Inperturbability and Aequanimitas
She then discusses William Osler’s essay, Aequanimitas, and quotes the phrase, “coolness and presence of mind under all circumstances, calmness amid storm, clearness of judgement in moments of grave peril,” as the attitude that has led us physicians to the distance she finds so problematic. Much as I love Dr. Awdish’s book and agree with everything she has learnt and proposes, I completely disagree with her take on aequanimitas.
As she correctly notes, the phrase above describes imperturbability, or what Osler also calls, “phlegm.” I would describe it as non-reactivity. When something bad happens, we do need to be able to pause momentarily (a mindful pause) and prevent our body—and possibly our minds—being taken over by our immediate instinctual reactions. Imperturbability is an important first step in dealing with crisis.
What then is aequanimitas? Aequanimitas is the ideal response to a crisis in a fellow human being. As Osler describes aequanimitas, it is an empathic response: “the need of an infinite patience and of an ever-tender charity toward these fellow creatures; have they not to exercise the same toward us?” This does not sound like the kind of response that would lead a physician to say, “She’s been trying to die on us,” or, “She’s circling the drain,” as was also said about Dr. Awdish during her illness. So what is going on?
Four common reactions to stress
I believe that we need to become aware of what Osler did not describe, the common harmful reactions that we experience under stress or clinical crisis. Family therapist Virginia Satir would say that there are four main stress reactions, what she would call communication stances. When we interact with another human being and things are not going well, we may unconsciously blame the other person (blaming stance), blame ourselves (placating stance), deny our emotions (super-reasonable stance), or attempt to dissociate from the whole situation (distracting stance).
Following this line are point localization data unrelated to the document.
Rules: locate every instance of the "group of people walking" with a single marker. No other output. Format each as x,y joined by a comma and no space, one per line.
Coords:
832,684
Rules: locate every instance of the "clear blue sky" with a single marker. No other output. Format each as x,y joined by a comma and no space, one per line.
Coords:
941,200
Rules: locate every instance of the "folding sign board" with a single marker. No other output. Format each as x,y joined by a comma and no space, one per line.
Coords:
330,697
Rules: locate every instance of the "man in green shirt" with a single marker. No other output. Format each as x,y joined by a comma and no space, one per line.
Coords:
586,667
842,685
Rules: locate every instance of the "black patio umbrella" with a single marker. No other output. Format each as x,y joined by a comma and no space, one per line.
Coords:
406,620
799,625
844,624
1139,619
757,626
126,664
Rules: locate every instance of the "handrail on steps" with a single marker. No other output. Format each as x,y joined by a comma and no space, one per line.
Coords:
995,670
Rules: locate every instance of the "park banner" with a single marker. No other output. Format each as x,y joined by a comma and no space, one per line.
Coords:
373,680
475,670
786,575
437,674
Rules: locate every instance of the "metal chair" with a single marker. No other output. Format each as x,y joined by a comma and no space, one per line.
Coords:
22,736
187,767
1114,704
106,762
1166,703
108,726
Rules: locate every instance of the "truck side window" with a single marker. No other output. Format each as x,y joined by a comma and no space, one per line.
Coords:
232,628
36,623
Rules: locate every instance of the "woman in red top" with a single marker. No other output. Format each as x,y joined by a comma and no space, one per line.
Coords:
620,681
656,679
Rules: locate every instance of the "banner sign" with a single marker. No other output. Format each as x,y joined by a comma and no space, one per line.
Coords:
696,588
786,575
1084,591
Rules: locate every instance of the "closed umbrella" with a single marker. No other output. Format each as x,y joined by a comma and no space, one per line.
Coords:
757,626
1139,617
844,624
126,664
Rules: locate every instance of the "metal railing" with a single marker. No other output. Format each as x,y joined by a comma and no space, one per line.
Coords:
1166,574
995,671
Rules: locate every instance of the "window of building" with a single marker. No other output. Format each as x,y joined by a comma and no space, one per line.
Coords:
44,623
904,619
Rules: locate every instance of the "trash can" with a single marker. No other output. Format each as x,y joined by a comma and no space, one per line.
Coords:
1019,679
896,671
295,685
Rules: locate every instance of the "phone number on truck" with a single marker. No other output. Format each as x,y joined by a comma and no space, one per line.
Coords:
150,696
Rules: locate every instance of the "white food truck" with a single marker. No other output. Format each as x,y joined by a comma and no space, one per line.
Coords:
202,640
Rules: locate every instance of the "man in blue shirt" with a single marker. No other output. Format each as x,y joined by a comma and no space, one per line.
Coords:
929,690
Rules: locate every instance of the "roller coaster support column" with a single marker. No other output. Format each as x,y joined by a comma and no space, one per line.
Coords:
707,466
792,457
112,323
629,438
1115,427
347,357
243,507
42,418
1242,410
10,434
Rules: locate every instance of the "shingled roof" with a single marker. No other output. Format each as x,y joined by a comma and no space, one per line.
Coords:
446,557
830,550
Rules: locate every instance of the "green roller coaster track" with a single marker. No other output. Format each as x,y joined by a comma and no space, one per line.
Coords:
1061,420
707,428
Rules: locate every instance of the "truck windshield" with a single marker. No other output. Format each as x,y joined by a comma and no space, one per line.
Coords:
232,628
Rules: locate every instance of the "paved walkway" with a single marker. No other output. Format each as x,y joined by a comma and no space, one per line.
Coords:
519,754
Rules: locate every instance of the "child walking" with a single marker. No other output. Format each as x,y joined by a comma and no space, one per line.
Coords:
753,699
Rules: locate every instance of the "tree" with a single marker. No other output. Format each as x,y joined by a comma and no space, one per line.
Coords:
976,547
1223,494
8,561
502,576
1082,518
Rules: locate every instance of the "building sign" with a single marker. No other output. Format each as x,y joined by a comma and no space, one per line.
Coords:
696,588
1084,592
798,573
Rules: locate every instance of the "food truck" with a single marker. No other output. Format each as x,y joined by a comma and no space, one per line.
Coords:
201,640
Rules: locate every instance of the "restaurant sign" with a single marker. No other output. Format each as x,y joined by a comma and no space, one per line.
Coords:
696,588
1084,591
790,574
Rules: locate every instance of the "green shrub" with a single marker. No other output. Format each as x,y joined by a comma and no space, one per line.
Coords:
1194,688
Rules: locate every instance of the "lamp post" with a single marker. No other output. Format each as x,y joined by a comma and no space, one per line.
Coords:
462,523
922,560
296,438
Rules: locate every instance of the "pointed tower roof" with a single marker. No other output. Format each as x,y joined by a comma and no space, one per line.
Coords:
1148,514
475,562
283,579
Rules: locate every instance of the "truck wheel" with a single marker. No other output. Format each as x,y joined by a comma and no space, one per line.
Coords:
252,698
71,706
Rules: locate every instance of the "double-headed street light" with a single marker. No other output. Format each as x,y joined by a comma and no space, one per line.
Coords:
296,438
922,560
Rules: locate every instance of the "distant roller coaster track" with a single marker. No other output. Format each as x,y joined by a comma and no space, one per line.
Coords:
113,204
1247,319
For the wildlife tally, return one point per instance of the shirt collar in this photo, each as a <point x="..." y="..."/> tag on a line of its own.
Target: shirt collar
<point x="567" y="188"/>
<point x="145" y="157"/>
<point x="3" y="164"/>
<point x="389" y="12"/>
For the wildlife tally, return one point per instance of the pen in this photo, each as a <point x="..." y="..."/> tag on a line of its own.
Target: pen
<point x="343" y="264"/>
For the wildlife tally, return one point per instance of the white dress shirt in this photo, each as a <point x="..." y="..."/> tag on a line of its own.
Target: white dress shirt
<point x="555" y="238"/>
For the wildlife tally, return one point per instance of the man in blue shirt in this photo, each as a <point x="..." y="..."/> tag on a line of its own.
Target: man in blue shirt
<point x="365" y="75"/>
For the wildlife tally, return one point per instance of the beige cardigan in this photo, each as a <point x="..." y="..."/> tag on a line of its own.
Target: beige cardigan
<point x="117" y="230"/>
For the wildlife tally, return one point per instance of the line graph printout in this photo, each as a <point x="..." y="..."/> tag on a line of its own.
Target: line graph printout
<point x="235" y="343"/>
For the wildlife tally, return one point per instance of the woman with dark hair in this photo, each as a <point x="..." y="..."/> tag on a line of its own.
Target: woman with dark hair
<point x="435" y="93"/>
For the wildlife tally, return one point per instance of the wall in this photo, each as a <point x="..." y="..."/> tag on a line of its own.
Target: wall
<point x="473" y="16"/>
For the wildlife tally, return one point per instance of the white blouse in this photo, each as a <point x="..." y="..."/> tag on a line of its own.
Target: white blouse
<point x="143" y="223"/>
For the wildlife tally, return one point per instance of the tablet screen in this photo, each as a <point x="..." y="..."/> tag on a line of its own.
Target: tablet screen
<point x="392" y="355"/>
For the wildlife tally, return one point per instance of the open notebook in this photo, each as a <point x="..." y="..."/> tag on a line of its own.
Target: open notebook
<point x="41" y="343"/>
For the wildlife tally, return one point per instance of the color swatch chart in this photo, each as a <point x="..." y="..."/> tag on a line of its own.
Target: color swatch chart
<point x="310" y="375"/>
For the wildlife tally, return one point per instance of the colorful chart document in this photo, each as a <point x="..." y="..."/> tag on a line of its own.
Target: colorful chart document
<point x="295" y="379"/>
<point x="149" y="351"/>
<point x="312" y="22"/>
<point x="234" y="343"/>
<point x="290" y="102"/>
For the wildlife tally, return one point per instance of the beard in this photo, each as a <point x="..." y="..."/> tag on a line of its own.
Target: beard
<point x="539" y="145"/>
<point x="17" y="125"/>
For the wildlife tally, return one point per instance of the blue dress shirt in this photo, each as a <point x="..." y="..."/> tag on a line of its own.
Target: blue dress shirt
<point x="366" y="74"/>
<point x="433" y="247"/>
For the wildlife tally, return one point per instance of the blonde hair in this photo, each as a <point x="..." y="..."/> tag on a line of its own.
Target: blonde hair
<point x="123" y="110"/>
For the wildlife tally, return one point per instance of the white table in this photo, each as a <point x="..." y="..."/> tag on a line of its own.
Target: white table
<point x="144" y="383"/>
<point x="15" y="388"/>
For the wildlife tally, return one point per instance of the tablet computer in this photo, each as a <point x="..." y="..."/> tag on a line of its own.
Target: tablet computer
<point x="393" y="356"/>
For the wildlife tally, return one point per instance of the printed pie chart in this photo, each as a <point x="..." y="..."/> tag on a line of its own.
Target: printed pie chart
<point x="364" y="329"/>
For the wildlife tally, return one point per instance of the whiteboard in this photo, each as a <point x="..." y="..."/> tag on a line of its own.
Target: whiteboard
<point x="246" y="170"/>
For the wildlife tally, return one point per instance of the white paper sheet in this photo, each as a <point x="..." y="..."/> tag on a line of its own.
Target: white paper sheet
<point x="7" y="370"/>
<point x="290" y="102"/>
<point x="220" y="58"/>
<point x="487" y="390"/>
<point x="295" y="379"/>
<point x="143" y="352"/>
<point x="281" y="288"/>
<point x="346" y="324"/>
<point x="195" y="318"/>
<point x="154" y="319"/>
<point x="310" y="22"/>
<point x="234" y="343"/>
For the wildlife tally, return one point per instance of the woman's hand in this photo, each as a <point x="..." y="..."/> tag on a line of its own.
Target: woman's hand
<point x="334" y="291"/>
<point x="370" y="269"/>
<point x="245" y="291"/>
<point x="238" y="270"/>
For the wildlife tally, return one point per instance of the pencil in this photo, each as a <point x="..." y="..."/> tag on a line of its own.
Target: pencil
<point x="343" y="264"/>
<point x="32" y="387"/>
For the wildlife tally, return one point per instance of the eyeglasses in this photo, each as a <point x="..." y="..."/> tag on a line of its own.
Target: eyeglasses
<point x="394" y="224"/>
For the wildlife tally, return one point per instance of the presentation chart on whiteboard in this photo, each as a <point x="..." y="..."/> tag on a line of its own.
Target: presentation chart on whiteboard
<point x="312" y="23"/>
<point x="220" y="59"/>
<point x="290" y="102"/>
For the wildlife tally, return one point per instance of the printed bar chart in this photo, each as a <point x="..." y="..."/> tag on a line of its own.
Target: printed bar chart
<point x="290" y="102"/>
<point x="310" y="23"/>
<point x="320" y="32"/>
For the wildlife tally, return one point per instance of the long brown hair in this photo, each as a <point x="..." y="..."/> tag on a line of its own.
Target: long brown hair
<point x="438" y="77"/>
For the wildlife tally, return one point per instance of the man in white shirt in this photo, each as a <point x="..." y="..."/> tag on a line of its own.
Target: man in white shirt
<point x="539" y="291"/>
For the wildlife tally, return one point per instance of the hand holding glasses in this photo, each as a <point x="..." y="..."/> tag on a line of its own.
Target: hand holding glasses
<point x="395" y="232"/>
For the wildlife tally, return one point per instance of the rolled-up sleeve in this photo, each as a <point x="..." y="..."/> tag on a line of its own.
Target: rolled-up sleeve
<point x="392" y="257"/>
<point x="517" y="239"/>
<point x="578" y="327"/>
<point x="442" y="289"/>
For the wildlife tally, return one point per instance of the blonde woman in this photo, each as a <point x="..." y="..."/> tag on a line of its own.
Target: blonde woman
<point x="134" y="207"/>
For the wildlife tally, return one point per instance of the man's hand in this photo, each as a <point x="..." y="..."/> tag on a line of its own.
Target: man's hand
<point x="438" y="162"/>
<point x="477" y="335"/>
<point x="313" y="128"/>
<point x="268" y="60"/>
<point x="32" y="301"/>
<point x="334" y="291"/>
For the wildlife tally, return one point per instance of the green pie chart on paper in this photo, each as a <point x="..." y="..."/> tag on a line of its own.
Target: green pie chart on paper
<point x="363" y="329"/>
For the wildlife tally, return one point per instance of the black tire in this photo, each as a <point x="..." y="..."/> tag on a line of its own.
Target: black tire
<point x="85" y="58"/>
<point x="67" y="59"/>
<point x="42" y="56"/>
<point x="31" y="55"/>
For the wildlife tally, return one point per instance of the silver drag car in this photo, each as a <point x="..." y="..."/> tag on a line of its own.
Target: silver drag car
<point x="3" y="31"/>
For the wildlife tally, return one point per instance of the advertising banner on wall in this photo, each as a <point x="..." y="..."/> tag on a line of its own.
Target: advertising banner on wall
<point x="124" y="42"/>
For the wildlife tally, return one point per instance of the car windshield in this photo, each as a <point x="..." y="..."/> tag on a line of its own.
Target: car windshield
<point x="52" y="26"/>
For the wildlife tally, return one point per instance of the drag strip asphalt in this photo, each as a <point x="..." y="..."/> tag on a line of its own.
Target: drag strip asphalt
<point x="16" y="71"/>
I can see evidence of some of these unconscious reactions in the wounding communications that Dr. Awdish experienced. For instance, “She’s been trying to die on us,” is clearly the blaming stance, and, “She’s circling the drain,” is probably the super-reasonable stance—denying emotion and describing a potential human catastrophe as simply water down the drain. The stances derive from a very simple model in which any interaction between two people involves three elements—ourselves; the other person; and the context. A stance results from leaving out one or more of the elements—blaming leaves out the other person; placating leaves out ourselves; super-reasonable leaves out both; and distracting leaves out all three.
Aequanimitas and Congruence
If, as I believe, aequanimitas is a conscious response, not an unconscious reaction, what does it correspond to in Satir’s terminology? It corresponds to what Satir would call congruence—presence to the other person; presence to ourselves; and presence to the context. This, I believe, is the ideal response in most situations, but particularly when we are stressed or in crisis. I believe if the physicians treating Rana Awdish had been mindfully congruent they would not have related in the damaging ways that she experienced. Or perhaps, I should say, if they had understood and followed Osler’s dicta of imperturbability and aequanimitas.